Gearing up (again) for the next release: 2014.2.0.0

Michael Snoyman michael at snoyman.com
Wed Apr 9 10:11:44 UTC 2014


On Wed, Apr 9, 2014 at 12:25 PM, Gregory Collins <greg at gregorycollins.net>wrote:

>
> On Wed, Apr 9, 2014 at 10:47 AM, Michael Snoyman <michael at snoyman.com>wrote:
>
>> I don't read it that way at all. The PVP has two components: how to
>> number your own packages, and how to place bounds on dependencies. That
>> document says nothing at all about version bounds; it's referring
>> explicitly to version numbers. You're doing this entire discussion a huge
>> disservice by talking in absolutes like "doesn't obey the PVP."
>>
>
> The fourth bullet point in the first paragraph says explicitly: "We follow
> the Haskell Package Versioning Policy" and links to that document.
>


In a section talking about version numbers, not version bounds. I was
pretty clear in what I said, so I'll repeat it:

> The PVP has two components: how to number your own packages, and how to
place bounds on dependencies. That document says nothing at all about
version bounds; it's referring explicitly to version numbers.

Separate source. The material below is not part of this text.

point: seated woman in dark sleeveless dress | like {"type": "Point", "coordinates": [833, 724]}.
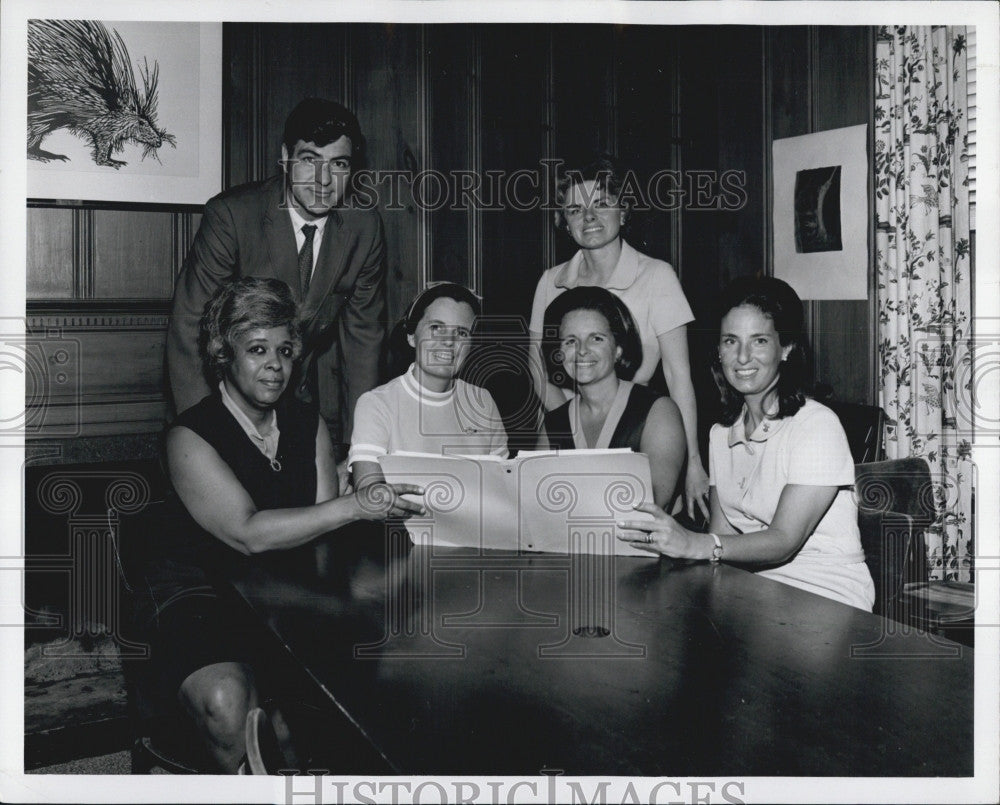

The Haskell Platform document is clearly talking about how to do version
numbers, not how to place dependencies. Absurd analogy: if we're discussing
spelling conventions in a library, and we say "we'll follow the British
rules," that doesn't mean that date formats will automatically be British
as well.

I know you don't like it but please don't pretend like it isn't there.
>
>
If you're going to reduce this discussion to misconstruing what I'm saying,
I think it's clear there's no purpose in continuing it. I've made my points:

1. We've never enforced this requirement in the past.
2. I disagree with your reading of the HP doc.
3. You have yet to demonstrate a single example of breakage to the HP that
would be caused by including tls.


> Furthermore, I asked you for concrete examples of how enforcing a PVP
>> requirement on tls would help the Haskell Platform; you responded with a
>> document. I'm not interested in having a legal battle here; I'm trying to
>> make sure we're making good technical decisions. So is there a reason to
>> enforce this requirement on HP packages?
>>
>
> There are good reasons for following the package versioning policy as
> written, and this matter was debated when the policy was first proposed. We
> can debate it again (and we will, on the other thread), but this isn't
> about legalisms: packages that violate PVP break builds.
>
>
You're once again ignoring what I said. I'm not debating general
application of the PVP rules. Specifically in the case of including a
package in the Haskell Platform, what harm comes to the platform by
including a package without upper bounds? The platform itself will lock
down every single dependency for that package to a specific version, and
therefore any bounds in the package itself are completely irrelevant.